From the Fed: Industrial production and Capacity Utilization

Industrial production was unchanged in April after having increased 0.7 percent in March. Output in February is now estimated to have declined 0.3 percent; previously it was reported to have edged up 0.1 percent. In April, manufacturing production fell 0.4 percent after rising for nine consecutive months. Total motor vehicle assemblies dropped from an annual rate of 9.0 million units in March to 7.9 million units in April, mainly because of parts shortages that resulted from the earthquake in Japan. Excluding motor vehicles and parts, factory production rose 0.2 percent in April. The output of mines advanced 0.8 percent, while the output of utilities increased 1.7 percent. At 93.1 percent of its 2007 average, total industrial production was 5.0 percent above its year-earlier level. The rate of capacity utilization for total industry edged down 0.1 percentage point to 76.9 percent, a rate 3.5 percentage points below its average from 1972 to 2010.
Capacity Utilization Click on graph for larger image in graph gallery.

This graph shows Capacity Utilization. This series is up 9.6 percentage points from the record low set in June 2009 (the series starts in 1967).

Capacity utilization at 76.9% is still "3.5 percentage points below its average from 1972 to 2010" - and below the pre-recession levels of 81.2% in November 2007.

Note: y-axis doesn't start at zero to better show the change.

Industrial ProductionThe second graph shows industrial production since 1967.

Edit: typo on graph, it should read 2007 = 100.

Industrial production was unchanged in April at 93.1; previous months were revised down, so this is a decline from the previously reported level in March.

Production is still 7.6% below the pre-recession levels at the end of 2007.

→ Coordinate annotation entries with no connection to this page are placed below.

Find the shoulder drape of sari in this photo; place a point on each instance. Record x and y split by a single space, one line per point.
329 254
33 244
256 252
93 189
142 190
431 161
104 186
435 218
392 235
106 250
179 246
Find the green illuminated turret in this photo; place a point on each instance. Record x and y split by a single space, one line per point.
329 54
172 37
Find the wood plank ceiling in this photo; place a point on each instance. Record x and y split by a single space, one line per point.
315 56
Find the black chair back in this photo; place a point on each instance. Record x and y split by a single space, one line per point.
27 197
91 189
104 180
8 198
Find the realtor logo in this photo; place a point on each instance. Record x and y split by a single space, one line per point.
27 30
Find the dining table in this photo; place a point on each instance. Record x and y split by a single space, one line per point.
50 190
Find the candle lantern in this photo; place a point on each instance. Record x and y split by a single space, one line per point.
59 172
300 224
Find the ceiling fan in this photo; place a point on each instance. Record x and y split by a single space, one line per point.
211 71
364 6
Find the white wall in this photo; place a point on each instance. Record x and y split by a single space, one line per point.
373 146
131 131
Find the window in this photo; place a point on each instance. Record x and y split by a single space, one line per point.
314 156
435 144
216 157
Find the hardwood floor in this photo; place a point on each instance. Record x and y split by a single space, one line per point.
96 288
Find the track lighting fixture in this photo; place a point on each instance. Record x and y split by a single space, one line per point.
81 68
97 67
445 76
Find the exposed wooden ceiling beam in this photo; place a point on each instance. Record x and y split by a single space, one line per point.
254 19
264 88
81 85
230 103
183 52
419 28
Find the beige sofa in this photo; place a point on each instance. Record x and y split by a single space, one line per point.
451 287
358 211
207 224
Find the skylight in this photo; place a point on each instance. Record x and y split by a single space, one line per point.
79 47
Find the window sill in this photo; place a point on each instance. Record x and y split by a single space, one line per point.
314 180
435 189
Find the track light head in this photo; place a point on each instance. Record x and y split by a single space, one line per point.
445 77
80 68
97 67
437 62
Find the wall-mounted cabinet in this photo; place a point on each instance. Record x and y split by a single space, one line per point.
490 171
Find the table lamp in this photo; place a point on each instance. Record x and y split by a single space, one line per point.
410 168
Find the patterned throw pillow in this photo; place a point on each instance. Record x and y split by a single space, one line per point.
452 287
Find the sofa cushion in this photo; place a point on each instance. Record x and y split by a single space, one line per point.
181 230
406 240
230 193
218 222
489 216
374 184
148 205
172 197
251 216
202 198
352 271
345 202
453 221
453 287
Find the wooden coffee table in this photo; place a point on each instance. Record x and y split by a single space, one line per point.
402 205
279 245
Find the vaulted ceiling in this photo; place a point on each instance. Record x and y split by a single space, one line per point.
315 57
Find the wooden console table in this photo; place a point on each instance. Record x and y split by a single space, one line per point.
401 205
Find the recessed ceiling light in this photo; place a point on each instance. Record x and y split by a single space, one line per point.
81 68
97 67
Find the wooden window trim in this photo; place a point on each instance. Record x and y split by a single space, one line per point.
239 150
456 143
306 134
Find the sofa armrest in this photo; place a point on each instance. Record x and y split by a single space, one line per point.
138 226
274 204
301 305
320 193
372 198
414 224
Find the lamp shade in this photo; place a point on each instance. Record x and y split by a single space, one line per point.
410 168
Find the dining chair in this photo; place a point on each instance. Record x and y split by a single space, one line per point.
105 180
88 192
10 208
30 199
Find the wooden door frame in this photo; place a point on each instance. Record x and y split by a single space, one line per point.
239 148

The consensus was for a 0.4% increase in Industrial Production in April, and an increase to 77.6% for Capacity Utilization. So this was well below expectations - partly because of the earthquake in Japan.

Housing Starts decline in April

by Calculated Risk on 5/17/2011 08:30:00 AM

Total Housing Starts and Single Family Housing Starts Click on graph for larger image in graph gallery.

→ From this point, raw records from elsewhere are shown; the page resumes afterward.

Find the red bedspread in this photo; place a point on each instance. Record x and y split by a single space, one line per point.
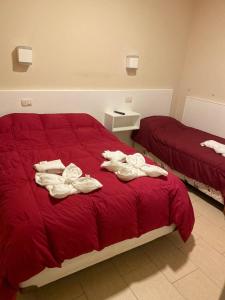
179 146
37 231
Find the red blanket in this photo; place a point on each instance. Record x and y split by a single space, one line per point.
37 231
179 146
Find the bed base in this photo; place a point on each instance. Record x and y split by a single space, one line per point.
208 190
83 261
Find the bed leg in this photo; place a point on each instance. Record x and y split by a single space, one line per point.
28 289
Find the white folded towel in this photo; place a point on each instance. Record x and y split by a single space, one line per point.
217 147
134 167
114 155
128 172
44 179
71 173
60 191
136 160
112 165
153 171
53 166
86 184
68 184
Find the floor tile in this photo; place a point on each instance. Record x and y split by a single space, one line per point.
67 288
196 286
26 296
211 233
212 213
177 241
148 283
102 282
211 262
131 260
172 262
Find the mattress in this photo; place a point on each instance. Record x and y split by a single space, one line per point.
37 231
179 147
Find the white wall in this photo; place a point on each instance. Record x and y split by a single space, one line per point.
95 102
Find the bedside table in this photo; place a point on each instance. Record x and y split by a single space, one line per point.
117 123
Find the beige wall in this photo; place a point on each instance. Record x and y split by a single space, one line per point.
83 43
204 71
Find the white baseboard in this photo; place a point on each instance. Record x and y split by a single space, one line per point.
95 102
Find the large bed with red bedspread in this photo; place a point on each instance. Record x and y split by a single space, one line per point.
179 147
37 231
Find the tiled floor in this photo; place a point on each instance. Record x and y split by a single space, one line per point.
165 269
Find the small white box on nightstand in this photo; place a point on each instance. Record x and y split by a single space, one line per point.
24 55
116 122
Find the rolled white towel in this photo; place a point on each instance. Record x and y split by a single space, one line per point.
153 171
60 191
44 179
86 184
71 173
136 160
216 146
128 172
114 155
112 165
52 167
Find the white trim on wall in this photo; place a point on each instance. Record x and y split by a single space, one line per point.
95 102
205 114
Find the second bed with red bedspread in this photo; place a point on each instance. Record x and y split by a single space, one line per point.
179 147
37 231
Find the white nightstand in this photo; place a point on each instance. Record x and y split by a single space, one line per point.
116 122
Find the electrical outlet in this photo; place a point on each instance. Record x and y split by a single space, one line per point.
26 102
129 99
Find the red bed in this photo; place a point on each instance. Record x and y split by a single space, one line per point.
179 147
37 231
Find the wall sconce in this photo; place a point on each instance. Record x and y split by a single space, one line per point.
24 55
132 61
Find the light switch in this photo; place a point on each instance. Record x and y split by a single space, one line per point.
24 55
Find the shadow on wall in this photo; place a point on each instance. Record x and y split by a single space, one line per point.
131 72
222 296
16 67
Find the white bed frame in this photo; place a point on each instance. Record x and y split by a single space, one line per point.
208 190
83 261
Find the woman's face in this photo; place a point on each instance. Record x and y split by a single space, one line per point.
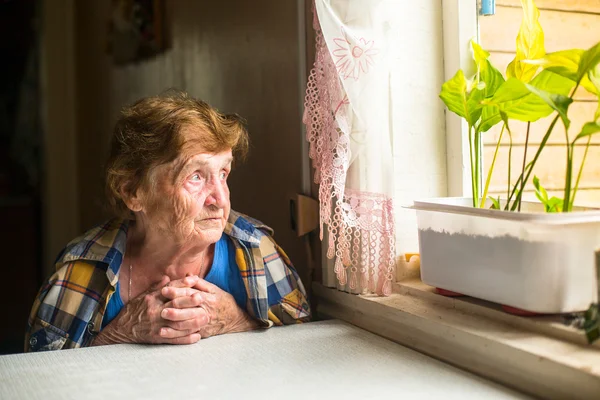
190 198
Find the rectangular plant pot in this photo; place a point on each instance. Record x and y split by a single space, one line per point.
530 260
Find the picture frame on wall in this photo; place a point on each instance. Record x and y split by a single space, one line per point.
136 30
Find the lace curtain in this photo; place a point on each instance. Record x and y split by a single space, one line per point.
348 121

Total housing starts were at 523 thousand (SAAR) in April, down 10.6% from the revised March rate of 585 thousand.

Single-family starts decreased 5.1% to 394 thousand in April.

Total Housing Starts and Single Family Housing StartsThe second graph shows total and single unit starts since 1968. This shows the huge collapse following the housing bubble, and that housing starts have mostly been moving sideways for over two years - with slight ups and downs due to the home buyer tax credit.

Here is the Census Bureau report on housing Permits, Starts and Completions.

Housing Starts:
Privately-owned housing starts in April were at a seasonally adjusted annual rate of 523,000. This is 10.6 percent (±13.0%)* below the revised March estimate of 585 000 and is 23 9 percent (±7 0%) below the revised April 2010 rate of 687 000.

Single-family housing starts in April were at a rate of 394,000; this is 5.1 percent (±10.2%)* below the revised March figure of 415,000. The April rate for units in buildings with five units or more was 114,000.

Building Permits:
Privately-owned housing units authorized by building permits in April were at a seasonally adjusted annual rate of 551,000. This is 4.0 percent (±1.1%) below the revised March rate of 574,000 and is 12.8 percent (±1.2%)below the revised April 2010 estimate of 632,000.

Single-family authorizations in April were at a rate of 385,000; this is 1.8 percent (±1.0%) below the revised March figure of 392,000. Authorizations of units in buildings with five units or more were at a rate of 143,000 in April.
This was well below expectations of 570 thousand starts in April. I'll have more on starts later ... I expect starts to stay low until more of the excess inventory of existing homes is absorbed.